エリート脳外科医の独占愛に、今夜も私は抗えない
「本当にそうじゃないんです」
「その痕は蚊とは違うでしょう。どんな人なの?」
沙月がさらに追及の手を強めてきたところで「ここ、いい?」と、小児外科の医師、倉持が現れた。
三十三歳の倉持は、いかにも小児科のドクターといった優しい雰囲気の男である。ふわっとした癖毛の髪と柔和な顔立ちは、そんな人柄をよく表している。

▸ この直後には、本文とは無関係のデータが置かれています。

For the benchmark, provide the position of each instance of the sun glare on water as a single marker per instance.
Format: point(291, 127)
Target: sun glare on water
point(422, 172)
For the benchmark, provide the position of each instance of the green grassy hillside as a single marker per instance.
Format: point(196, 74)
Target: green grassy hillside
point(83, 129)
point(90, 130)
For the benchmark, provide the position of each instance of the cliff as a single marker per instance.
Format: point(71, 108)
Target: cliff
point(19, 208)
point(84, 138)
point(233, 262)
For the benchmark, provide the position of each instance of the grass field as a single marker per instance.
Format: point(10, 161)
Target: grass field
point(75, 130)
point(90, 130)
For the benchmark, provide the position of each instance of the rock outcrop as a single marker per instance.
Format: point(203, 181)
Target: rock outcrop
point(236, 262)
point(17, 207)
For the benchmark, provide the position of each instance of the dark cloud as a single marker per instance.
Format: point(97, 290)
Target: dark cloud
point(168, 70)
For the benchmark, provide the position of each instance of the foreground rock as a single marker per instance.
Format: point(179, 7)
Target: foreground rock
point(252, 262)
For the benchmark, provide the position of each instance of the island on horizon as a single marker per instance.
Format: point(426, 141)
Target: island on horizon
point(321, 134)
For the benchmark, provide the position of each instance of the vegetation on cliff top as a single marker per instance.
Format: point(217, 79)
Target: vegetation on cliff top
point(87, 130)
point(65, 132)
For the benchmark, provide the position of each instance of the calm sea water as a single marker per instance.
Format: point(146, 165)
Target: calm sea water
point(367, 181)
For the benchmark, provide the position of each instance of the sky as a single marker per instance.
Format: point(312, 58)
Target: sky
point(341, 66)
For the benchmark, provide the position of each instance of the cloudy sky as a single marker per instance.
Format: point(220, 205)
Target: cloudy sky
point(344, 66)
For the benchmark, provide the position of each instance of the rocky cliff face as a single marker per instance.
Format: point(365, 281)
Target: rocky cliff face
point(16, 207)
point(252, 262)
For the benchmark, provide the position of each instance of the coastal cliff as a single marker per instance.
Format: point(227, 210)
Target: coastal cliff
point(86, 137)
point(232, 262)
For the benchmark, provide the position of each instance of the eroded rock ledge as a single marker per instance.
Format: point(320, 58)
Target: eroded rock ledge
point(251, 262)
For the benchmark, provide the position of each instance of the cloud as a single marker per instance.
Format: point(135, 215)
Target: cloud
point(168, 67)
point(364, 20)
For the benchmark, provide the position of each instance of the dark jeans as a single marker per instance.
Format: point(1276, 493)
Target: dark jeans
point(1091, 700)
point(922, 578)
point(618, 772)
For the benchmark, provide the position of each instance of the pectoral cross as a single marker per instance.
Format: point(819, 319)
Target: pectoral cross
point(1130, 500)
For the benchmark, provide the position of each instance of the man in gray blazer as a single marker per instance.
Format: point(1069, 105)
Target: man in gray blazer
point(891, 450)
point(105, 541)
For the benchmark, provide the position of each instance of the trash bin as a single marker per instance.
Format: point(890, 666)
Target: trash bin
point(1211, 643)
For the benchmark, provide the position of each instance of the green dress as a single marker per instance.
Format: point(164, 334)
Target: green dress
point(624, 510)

倉持は沙月に向かって声をかけたが、当の本人がなにも答えないため楓が代わりに「どうぞ」と返した。
(白石さん、どうしたのかな……?)
誰に対しても分け隔てなく接する沙月が、珍しく返事もしない。
倉持はコンビニで買ってきたのか、手にしていた袋からおにぎりやサンドイッチを取り出していく。最後に出したプリンは沙月の前に置いた。
「白石さん、これ好きだったよな」
今人気の限定商品で、入荷と同時に売れてしまう商品だとネットニュースで見たことがある。沙月の好みを覚えていて、わざわざ買ってきたらしい。
ところが沙月はそれを「結構です」と素気なく倉持に突き返した。